A Setup status card at the top of the page shows what's currently configured — embedding model, web-search provider, KB provider, CPU reranker — and offers one-click links to the tabs that control each.

Tool calls per chat turn

Single integer (1–50, default per-surface). Caps the number of tool-call rounds the model may run before it must produce a final answer. A round is one model turn that emits tool calls; the model can call multiple tools in parallel within a round.

SurfaceBuilt-in default (when input is empty)
Direct chat5
Notebook chat5
Webpage chat10
Native streaming loop10

When the input has a value, all four surfaces use that value uniformly. Background agents (AI tasks, swarm workers, browser agent, automation builder) keep their own internal limits — they're out of scope here.

When the cap is hit, the run is logged as a max_iterations termination and the model is forced to write its final answer.

Knowledge-base provider

Where KB chunk ingestion + retrieval happens.

SettingBehavior
Auto (default)Local in-process pipeline if no SEARCH_SERVICE_URL env var is set, remote service if it is. Safe default for both fresh installs and upgrades.
Local (in-process)Chunk + embed + store + retrieve all happen inside the Node server using pgvector. Embeddings come from your configured global Embeddings model (or the in-process CPU embedder as fallback). Reranking uses Azure Cohere if configured, then the CPU cross-encoder, then RRF.
Remote search-serviceForward /kb/ingest/json and /tools/kb-search to an external SEARCH_SERVICE_URL (e.g. https://services.beeflow.ai). Required for legacy GPU-backed deployments.

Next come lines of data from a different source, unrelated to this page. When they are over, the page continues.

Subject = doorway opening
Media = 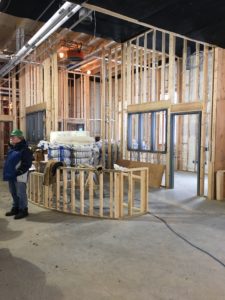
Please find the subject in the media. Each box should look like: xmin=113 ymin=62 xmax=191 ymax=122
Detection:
xmin=170 ymin=112 xmax=203 ymax=196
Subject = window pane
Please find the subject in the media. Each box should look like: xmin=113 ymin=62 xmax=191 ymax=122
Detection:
xmin=141 ymin=113 xmax=152 ymax=150
xmin=128 ymin=114 xmax=139 ymax=150
xmin=155 ymin=111 xmax=166 ymax=152
xmin=127 ymin=110 xmax=167 ymax=153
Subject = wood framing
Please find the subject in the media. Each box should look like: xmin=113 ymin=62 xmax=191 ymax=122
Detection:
xmin=28 ymin=166 xmax=149 ymax=219
xmin=25 ymin=102 xmax=46 ymax=114
xmin=208 ymin=48 xmax=225 ymax=200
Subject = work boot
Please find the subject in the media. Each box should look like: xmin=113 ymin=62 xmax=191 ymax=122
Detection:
xmin=5 ymin=207 xmax=19 ymax=216
xmin=14 ymin=208 xmax=29 ymax=220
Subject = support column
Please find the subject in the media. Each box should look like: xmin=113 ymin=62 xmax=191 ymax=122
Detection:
xmin=208 ymin=48 xmax=225 ymax=200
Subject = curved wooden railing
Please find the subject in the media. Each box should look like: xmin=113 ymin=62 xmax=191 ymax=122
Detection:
xmin=28 ymin=166 xmax=149 ymax=219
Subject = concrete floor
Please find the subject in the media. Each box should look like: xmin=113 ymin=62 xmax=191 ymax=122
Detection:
xmin=1 ymin=170 xmax=225 ymax=300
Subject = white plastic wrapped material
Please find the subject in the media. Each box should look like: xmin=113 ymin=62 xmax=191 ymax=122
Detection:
xmin=48 ymin=144 xmax=71 ymax=161
xmin=71 ymin=157 xmax=92 ymax=166
xmin=51 ymin=157 xmax=71 ymax=166
xmin=50 ymin=131 xmax=94 ymax=145
xmin=37 ymin=140 xmax=49 ymax=150
xmin=71 ymin=150 xmax=92 ymax=158
xmin=71 ymin=144 xmax=93 ymax=152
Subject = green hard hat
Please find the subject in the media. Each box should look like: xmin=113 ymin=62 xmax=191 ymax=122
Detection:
xmin=10 ymin=129 xmax=24 ymax=137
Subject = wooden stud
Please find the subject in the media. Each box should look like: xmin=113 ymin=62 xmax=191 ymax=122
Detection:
xmin=148 ymin=51 xmax=152 ymax=101
xmin=114 ymin=172 xmax=120 ymax=218
xmin=114 ymin=46 xmax=119 ymax=163
xmin=161 ymin=32 xmax=166 ymax=100
xmin=12 ymin=72 xmax=17 ymax=128
xmin=143 ymin=33 xmax=147 ymax=103
xmin=109 ymin=171 xmax=114 ymax=218
xmin=71 ymin=169 xmax=76 ymax=213
xmin=168 ymin=36 xmax=182 ymax=186
xmin=140 ymin=47 xmax=143 ymax=103
xmin=128 ymin=172 xmax=133 ymax=216
xmin=108 ymin=49 xmax=112 ymax=168
xmin=140 ymin=169 xmax=146 ymax=212
xmin=80 ymin=170 xmax=85 ymax=214
xmin=63 ymin=168 xmax=67 ymax=212
xmin=208 ymin=48 xmax=215 ymax=200
xmin=128 ymin=100 xmax=170 ymax=113
xmin=151 ymin=30 xmax=156 ymax=102
xmin=131 ymin=45 xmax=135 ymax=104
xmin=52 ymin=53 xmax=59 ymax=131
xmin=216 ymin=170 xmax=225 ymax=200
xmin=101 ymin=48 xmax=106 ymax=167
xmin=44 ymin=58 xmax=51 ymax=140
xmin=56 ymin=168 xmax=60 ymax=210
xmin=81 ymin=75 xmax=84 ymax=119
xmin=93 ymin=76 xmax=96 ymax=135
xmin=119 ymin=172 xmax=124 ymax=218
xmin=89 ymin=171 xmax=94 ymax=216
xmin=99 ymin=172 xmax=104 ymax=217
xmin=200 ymin=45 xmax=209 ymax=195
xmin=135 ymin=38 xmax=139 ymax=104
xmin=194 ymin=43 xmax=200 ymax=102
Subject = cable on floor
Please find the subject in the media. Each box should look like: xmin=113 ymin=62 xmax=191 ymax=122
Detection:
xmin=146 ymin=212 xmax=225 ymax=268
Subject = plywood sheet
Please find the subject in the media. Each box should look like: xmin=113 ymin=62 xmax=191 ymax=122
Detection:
xmin=116 ymin=159 xmax=165 ymax=188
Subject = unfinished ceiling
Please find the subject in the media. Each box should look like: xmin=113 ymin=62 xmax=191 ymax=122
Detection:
xmin=1 ymin=0 xmax=225 ymax=48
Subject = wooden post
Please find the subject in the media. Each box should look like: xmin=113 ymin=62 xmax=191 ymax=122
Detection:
xmin=166 ymin=34 xmax=175 ymax=188
xmin=135 ymin=38 xmax=139 ymax=104
xmin=208 ymin=48 xmax=225 ymax=200
xmin=12 ymin=72 xmax=17 ymax=128
xmin=99 ymin=172 xmax=104 ymax=217
xmin=80 ymin=170 xmax=84 ymax=214
xmin=109 ymin=171 xmax=114 ymax=218
xmin=114 ymin=47 xmax=119 ymax=163
xmin=101 ymin=48 xmax=106 ymax=167
xmin=128 ymin=172 xmax=133 ymax=216
xmin=143 ymin=33 xmax=147 ymax=103
xmin=194 ymin=43 xmax=200 ymax=101
xmin=56 ymin=168 xmax=60 ymax=210
xmin=44 ymin=58 xmax=51 ymax=140
xmin=108 ymin=49 xmax=112 ymax=168
xmin=161 ymin=32 xmax=166 ymax=100
xmin=71 ymin=169 xmax=76 ymax=213
xmin=140 ymin=170 xmax=146 ymax=212
xmin=51 ymin=53 xmax=59 ymax=131
xmin=89 ymin=171 xmax=94 ymax=216
xmin=151 ymin=30 xmax=156 ymax=102
xmin=216 ymin=170 xmax=225 ymax=200
xmin=114 ymin=172 xmax=120 ymax=218
xmin=63 ymin=168 xmax=67 ymax=212
xmin=200 ymin=45 xmax=208 ymax=195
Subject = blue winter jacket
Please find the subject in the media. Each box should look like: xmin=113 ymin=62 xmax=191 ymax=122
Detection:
xmin=3 ymin=139 xmax=33 ymax=181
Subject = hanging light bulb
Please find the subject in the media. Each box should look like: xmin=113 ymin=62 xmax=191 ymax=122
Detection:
xmin=58 ymin=52 xmax=65 ymax=59
xmin=87 ymin=70 xmax=91 ymax=75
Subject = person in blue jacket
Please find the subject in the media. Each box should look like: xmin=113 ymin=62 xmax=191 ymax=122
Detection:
xmin=3 ymin=129 xmax=33 ymax=219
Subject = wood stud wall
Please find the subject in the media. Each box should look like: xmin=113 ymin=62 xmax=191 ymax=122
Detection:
xmin=101 ymin=31 xmax=213 ymax=194
xmin=0 ymin=23 xmax=221 ymax=198
xmin=28 ymin=167 xmax=148 ymax=219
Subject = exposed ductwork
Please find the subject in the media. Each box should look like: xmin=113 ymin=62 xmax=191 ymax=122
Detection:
xmin=0 ymin=1 xmax=81 ymax=78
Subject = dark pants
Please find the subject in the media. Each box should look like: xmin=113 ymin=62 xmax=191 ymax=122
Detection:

Switching providers when KBs already have data

KB chunks live in different stores depending on which provider was active when they were ingested:

  • Chunks ingested under Local live in the local Postgres kb_chunks table (vector(N) matching the embedding model dim).
  • Chunks ingested under Remote live on the remote search-service's database.

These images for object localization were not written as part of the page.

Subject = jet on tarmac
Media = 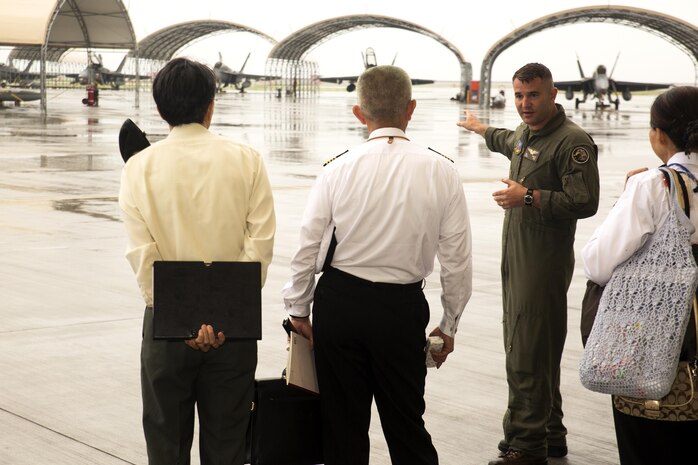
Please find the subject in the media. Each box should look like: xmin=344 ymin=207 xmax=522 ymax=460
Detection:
xmin=70 ymin=52 xmax=145 ymax=90
xmin=213 ymin=52 xmax=280 ymax=93
xmin=555 ymin=54 xmax=672 ymax=110
xmin=318 ymin=47 xmax=434 ymax=92
xmin=0 ymin=59 xmax=41 ymax=88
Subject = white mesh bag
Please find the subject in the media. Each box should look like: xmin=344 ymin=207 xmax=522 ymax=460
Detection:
xmin=579 ymin=168 xmax=698 ymax=399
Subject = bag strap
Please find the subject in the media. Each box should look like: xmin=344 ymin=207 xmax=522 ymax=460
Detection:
xmin=660 ymin=167 xmax=690 ymax=217
xmin=661 ymin=167 xmax=698 ymax=361
xmin=668 ymin=162 xmax=698 ymax=193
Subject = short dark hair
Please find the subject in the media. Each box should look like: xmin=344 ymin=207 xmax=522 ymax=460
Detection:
xmin=512 ymin=63 xmax=553 ymax=85
xmin=650 ymin=86 xmax=698 ymax=154
xmin=152 ymin=58 xmax=216 ymax=126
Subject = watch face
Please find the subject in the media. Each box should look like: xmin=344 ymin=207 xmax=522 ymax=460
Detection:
xmin=524 ymin=194 xmax=533 ymax=205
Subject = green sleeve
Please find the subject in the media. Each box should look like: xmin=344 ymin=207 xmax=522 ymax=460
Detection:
xmin=484 ymin=127 xmax=517 ymax=160
xmin=540 ymin=142 xmax=600 ymax=220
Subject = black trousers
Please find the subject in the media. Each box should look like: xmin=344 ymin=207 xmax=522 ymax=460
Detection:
xmin=312 ymin=267 xmax=438 ymax=465
xmin=141 ymin=307 xmax=257 ymax=465
xmin=612 ymin=400 xmax=698 ymax=465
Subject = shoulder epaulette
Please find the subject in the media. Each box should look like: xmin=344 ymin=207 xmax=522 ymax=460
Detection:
xmin=323 ymin=150 xmax=348 ymax=167
xmin=428 ymin=147 xmax=454 ymax=163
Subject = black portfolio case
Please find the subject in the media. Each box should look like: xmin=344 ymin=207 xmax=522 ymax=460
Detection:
xmin=152 ymin=261 xmax=261 ymax=340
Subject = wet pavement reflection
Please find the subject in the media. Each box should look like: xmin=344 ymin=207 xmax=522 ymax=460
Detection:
xmin=0 ymin=84 xmax=660 ymax=464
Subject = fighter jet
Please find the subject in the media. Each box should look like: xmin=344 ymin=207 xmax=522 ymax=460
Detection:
xmin=213 ymin=52 xmax=280 ymax=93
xmin=72 ymin=52 xmax=143 ymax=90
xmin=318 ymin=47 xmax=434 ymax=92
xmin=0 ymin=59 xmax=40 ymax=87
xmin=555 ymin=54 xmax=672 ymax=110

Switching provider does not migrate data automatically. To use existing remote-ingested KBs locally, re-upload the source documents while kb_provider = local. The 64-chunk-per-doc default keeps re-ingest fast.

Vector dim reconciliation

When the configured embedding model changes (e.g. mistral-embed at 1024-dim → text-embedding-3-small at 1536-dim), the local pipeline auto-detects the dim from the first batch and reconciles kb_chunks.embedding:

  • Empty table → ALTER COLUMN embedding TYPE VECTOR(N) + recreate HNSW index.
  • Populated table at a different dim → log a warning and let the INSERT fail with a clear pgvector error. Fix: truncate the table and re-ingest.

In-process CPU cross-encoder reranker

Checkbox. Default on for fresh installs.

When enabled, KB search and the cloud-only web search use Xenova/bge-reranker-base (MIT, ~280 MB, in-process via @huggingface/transformers). First call downloads the model (~5–10 s); subsequent calls run locally with no network round-trip (~50–200 ms for 5–10 docs on a 4-core box).

Order of preference inside KB search:

  1. Azure Cohere reranker — if azure_reranker_endpoint + key are configured, used exclusively.
  2. CPU cross-encoder — when this toggle is enabled and Azure is not.
  3. Local GPU vLLM sidecar — if RERANKER_URL env var is set, used after CPU.
  4. RRF passthrough — if all of the above are unavailable.

Disabling this toggle skips step 2 entirely; useful when you have a faster GPU sidecar or when CPU pressure on the host is a concern.

Setup status card

The status block at the top of the page rolls up four indicators:

RowSourceClick target
Embedding model (global)ai.embeddingProviderId / ai.embeddingModel→ Embeddings tab
Web search providersearch_provider→ Web Search Inference tab. Warns in amber when the chosen provider's prerequisites are missing (e.g. Serper key for cloud-only).
KB providerkb_provider(display only)
CPU cross-encoder rerankercpu_reranker_enabled(display only)

Use it to verify a self-hosted deployment in one glance: all rows green = ready to ingest and chat without any GPU service.

Underlying config keys

For SRE / ops who want to set these via SQL or scripts:

Admin fieldconfigStore keyTypeRange
Tool calls per chat turnmax_tool_rounds_chatinteger or null1–50
KB providerkb_provider'local' / 'remote' / null (auto)
CPU reranker enabledcpu_reranker_enabledbooleandefault true